Microscopists Given Greatest Honor

Three microscopists have taken this year’s Nobel Prize in Chemistry for discovering ways to image some of the most basic components of life. It’s an honor that brings welcome publicity to the field of microscopy, generating enthusiasm across the scientific community. It’s also a major step forward in the use of optical microscopes, breaking the Abbe diffraction limit – the absolute boundary of optical resolution – for the first time.

For over a century, microscopists knew that it was impossible to visualize anything smaller than half a wavelength of light, about the size of a large virus or small bacterium. This restriction meant that microorganisms and subcellular structures could never be seen clearly through an optical microscope. But now, Eric Betzig, Stefan Hell and William Moerner have broken through that barrier. Hell, of the Max Planck Institute in Germany, developed a method that uses a laser beam to stimulate molecules to glow, then applies a second beam to cancel out all but a tiny volume of those emissions. American researchers Betzig, of the Howard Hughes Medical Institute, and Moerner, of Stanford University, each separately devised a slightly different technique that stimulates certain molecules to fluoresce; by combining individual images of different types of molecules, researchers can assemble a complete picture of the living cell.

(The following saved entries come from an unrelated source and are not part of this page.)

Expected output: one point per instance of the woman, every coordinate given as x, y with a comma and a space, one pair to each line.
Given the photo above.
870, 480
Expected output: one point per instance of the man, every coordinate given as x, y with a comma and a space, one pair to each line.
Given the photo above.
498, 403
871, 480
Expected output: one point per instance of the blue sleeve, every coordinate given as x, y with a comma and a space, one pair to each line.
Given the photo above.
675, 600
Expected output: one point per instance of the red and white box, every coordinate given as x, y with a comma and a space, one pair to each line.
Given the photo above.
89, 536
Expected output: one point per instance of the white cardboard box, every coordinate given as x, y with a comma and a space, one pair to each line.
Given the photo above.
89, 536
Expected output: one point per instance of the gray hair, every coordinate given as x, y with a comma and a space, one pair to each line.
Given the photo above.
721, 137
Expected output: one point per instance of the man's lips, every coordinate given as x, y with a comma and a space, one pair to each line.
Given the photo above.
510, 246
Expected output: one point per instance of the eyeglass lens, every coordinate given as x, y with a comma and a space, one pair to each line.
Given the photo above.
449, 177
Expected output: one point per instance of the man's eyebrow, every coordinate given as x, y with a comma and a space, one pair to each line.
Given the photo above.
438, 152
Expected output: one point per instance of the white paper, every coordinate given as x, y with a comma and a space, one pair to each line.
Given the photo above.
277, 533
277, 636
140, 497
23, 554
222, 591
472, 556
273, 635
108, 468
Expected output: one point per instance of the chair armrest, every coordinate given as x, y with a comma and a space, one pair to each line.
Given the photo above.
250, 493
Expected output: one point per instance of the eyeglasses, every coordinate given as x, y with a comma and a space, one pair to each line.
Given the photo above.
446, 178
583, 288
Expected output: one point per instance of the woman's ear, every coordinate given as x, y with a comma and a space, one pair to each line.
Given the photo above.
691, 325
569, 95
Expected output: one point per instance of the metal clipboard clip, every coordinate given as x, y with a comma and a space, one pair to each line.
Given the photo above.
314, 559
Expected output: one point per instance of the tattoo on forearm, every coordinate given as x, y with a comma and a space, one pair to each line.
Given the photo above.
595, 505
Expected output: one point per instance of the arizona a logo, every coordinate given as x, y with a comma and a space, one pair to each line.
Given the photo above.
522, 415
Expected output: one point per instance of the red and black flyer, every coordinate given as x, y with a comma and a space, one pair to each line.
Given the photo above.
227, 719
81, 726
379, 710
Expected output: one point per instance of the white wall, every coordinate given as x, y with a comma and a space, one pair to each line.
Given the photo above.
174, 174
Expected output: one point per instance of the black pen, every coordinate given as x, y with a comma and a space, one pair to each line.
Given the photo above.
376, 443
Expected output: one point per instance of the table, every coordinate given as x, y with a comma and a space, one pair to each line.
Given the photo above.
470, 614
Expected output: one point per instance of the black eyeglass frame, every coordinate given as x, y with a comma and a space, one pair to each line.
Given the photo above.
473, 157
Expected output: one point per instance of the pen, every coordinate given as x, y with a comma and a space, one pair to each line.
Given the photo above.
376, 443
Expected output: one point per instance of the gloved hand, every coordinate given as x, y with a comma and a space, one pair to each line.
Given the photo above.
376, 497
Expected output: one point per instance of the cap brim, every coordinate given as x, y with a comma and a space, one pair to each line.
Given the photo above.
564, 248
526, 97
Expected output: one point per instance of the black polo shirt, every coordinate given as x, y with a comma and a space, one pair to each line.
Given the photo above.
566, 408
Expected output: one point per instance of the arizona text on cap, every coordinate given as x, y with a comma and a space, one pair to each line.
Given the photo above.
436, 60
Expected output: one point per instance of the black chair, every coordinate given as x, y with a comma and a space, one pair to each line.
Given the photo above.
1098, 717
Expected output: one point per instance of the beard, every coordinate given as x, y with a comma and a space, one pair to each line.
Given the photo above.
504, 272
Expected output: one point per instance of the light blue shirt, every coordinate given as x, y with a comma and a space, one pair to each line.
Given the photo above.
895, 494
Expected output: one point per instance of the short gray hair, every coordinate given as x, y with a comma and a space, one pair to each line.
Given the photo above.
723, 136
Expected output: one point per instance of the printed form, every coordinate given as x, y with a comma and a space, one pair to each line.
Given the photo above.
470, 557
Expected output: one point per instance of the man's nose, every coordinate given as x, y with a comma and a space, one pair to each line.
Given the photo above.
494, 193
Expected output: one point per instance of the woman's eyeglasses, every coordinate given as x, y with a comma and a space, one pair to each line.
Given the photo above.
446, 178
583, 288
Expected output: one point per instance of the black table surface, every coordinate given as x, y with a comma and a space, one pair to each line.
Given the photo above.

It’s a mark of the significance of these new methods that the Nobel Prize was awarded only a few years after the techniques were discovered. In fact, progress is still underway – Susan Cox, a researcher from King’s College London, says, “We’re still at the start. It’s a little messy, and the technological development is happening as the scientific results are coming in”(1). But despite the novelty of nanometer-scale microscopy, its broad applications and detailed results represent an important development in studying life at the cellular level and beyond.